College came around and the process of unlearning not only continued but it intensified. I was among other top-ranking Black students and they reveled in their various and nuanced identities and they gave me the courage to relish in my narrative. I began to delight in my unique identity and perspective. Not only was I Nigerian, but I had also had the opportunity to see the world from both the Caribbean and American perspectives. No more perm and no more whitening creams and most importantly I began to exclusively read black books, which was easier because your girl joined the STEM life and wasn’t being assigned much reading (at least not in English because of my minor). 

Tea’s Entrance

During college is when I also developed a love for tea. Everyone and their mother’s grandmother’s lover’s cousin tried to convince me that I would need coffee to survive the late nights and all-nighters. However, I have a combative spirit so, naturally, my response was “Challenge accepted.” Firstly, they didn’t know that I couldn’t properly pull an all-nighter and secondly, I found tea. Tea was a beautiful find because it contained caffeine but had a much better aftertaste that didn’t require me to add a sweetener. Also, tea allowed me to come to my goal of living a pseudo-bougie life. I was learning and trying everything. I walked into the tea stores with my nose and palette ready and left with my bank account depleted. My hobby time became a time for me to sip tea while I consumed the tea. Your girl was living the life (outside of being dragged by STEM classes)!

Reading While on Mission

After college, I joined an organization that sends missionaries to college campuses was sent to Mount St Marys in Emmitsburg. While this ultimately ended up being very good for me, I found myself in rural MD working for a predominately white organization. God and I will definitely be having very intense conversations about this time. As opposed to the liberal jungle that was Boston, I was an exit and half from the Mason Dixon line and woke up to the Confederate flags. And so I found myself fleeing to the stories of fictional friends again. However, I had lived more life and unlearned some things since the age of eleven. This time, my fictional characters looked more like me. And the non-fiction books that drew me in dived into the intersections of race, equity, spirituality, and gender. I began to interact with every book I read from a Black and spiritual lens. The more I leaned into my identities in my reading, the more I got out of the book. I began to notice the difference in the way I read books versus the way others talked about books. Many will give a basic book review or have discussions about what the red door could possibly mean. However, I’ve learned to allow the books I read to poke something deeper within and expose wounds, beliefs, and journeys. It’s the reason that even though books about the state of the world may evoke anger within, I leave with a greater understanding of my narrative and a new dream. I have left many a book with the dream of leaving medicine for law.

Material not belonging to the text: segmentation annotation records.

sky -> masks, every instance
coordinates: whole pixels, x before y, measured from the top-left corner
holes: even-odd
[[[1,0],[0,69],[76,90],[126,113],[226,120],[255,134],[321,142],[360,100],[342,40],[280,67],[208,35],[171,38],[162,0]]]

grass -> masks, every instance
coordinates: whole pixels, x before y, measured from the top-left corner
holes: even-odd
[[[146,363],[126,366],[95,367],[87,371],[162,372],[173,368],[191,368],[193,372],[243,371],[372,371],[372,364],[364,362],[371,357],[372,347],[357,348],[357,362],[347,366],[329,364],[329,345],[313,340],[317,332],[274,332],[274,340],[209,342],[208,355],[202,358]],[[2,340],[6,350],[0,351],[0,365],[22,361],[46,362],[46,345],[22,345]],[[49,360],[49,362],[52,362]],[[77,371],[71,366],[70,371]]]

I eventually come back to my senses; however, the process of imagining a world in which I solve a problem keeps my critical-thinking wheel greased and ready for the time that I will be called to fix my little corner of the world.  

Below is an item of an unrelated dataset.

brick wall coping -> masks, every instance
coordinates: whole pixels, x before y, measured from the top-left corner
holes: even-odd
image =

Drey's books and favorite mugs from 2021

The Journey Continues

My friends! I have grown more enamored with the process of reading Black while sippin’ tea because it has connected me to humanity while encouraging me to dream. I am excited for y’all to be here and hope that you will join me on this heartbreaking yet utterly satisfying journey. 

Stay Blessed & Stay Sippin’

Drey

Disclaimer: Though influenced by the institutions that formed me, the views expressed here are those of my own at a specific snapshot in time. I make no promises that said ideas will remain constant as I age.